Sì, assolutamente. Questo momento è essenziale per consentire la proclamazione della pace, soprattutto nell’attuale contesto mondiale. È attraverso questo messaggio di speranza che invochiamo il Signore affinché ci aiuti a costruire una pace riconciliatrice. E questi momenti di preghiera organizzati a Stoccolma tra cristiani di diverse confessioni e di diverse Chiese ne sono un segno evidente. Ci permettono di elevare la preghiera e di creare un clima più favorevole al dialogo.

Nel 1925 la Chiesa cattolica non era rappresentata alla conferenza di Stoccolma. Cento anni dopo, è presente una delegazione della Santa Sede. Cosa è cambiato?
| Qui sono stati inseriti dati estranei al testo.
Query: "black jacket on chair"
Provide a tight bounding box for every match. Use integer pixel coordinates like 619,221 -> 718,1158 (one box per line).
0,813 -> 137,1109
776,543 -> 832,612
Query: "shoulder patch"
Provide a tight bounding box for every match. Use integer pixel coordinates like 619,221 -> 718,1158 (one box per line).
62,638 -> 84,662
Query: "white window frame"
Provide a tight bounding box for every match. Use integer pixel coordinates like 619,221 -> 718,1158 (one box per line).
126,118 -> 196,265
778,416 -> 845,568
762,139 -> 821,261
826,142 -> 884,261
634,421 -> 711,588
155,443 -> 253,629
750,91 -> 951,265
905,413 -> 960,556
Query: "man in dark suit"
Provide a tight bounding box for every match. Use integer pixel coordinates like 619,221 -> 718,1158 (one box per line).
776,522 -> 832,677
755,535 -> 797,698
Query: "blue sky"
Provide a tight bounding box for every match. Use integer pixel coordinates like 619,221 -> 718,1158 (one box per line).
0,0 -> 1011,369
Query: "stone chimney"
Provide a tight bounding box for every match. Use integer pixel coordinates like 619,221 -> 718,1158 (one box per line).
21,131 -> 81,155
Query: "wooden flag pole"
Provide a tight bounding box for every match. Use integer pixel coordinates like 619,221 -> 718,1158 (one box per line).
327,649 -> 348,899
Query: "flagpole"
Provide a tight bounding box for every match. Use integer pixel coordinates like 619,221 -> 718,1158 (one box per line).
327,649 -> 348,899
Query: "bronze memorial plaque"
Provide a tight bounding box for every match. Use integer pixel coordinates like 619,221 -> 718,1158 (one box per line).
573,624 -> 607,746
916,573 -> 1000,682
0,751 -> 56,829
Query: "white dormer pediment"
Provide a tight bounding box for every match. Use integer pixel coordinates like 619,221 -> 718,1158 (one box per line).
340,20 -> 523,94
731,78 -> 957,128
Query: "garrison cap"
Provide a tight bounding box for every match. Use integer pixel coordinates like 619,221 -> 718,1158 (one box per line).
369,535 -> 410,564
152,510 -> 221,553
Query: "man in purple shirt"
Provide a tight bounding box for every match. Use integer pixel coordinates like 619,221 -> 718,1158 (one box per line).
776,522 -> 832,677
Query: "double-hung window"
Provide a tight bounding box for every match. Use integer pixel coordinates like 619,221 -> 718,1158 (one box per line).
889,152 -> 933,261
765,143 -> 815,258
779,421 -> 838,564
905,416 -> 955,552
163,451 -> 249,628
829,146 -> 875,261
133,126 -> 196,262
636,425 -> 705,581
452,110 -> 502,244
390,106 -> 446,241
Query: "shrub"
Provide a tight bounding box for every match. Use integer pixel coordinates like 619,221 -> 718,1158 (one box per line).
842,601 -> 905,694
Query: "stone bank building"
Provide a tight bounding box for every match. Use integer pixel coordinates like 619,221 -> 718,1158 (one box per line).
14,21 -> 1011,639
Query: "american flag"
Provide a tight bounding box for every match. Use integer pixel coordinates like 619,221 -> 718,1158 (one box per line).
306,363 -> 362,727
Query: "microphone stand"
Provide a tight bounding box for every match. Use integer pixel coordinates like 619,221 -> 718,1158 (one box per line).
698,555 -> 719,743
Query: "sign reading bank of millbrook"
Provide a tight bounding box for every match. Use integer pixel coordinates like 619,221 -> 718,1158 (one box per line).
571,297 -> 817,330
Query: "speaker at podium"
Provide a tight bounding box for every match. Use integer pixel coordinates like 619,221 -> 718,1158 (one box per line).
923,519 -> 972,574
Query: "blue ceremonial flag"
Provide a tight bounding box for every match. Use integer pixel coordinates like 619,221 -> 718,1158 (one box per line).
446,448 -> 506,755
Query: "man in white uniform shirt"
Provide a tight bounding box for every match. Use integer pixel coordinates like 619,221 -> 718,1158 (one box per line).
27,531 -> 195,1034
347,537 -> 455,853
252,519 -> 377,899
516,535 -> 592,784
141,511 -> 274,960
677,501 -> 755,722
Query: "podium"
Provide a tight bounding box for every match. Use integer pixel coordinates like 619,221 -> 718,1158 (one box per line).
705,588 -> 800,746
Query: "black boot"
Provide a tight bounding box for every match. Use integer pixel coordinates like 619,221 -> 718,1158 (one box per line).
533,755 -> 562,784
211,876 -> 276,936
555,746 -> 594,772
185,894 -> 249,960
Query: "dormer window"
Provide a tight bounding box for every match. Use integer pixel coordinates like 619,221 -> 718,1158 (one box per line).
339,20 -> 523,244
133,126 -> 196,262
La Chiesa cattolica ha avuto bisogno di tempo per prepararsi a entrare in questo dialogo ecumenico e, soprattutto, è stato necessario il Concilio Vaticano II. Bisogna capire che a quel tempo c’erano molta distanza e molti malintesi. Ma possiamo dire che l’ecumenismo tra protestanti e cattolici è nato nei campi di concentramento, in Germania, dove si sono incontrati. In diversi Paesi ci sono stati anche molti pionieri, come in Francia o in Italia. Ma è soprattutto sotto l’impulso del Concilio Vaticano II che la Chiesa cattolica è diventata un partecipante attivo al dialogo ecumenico.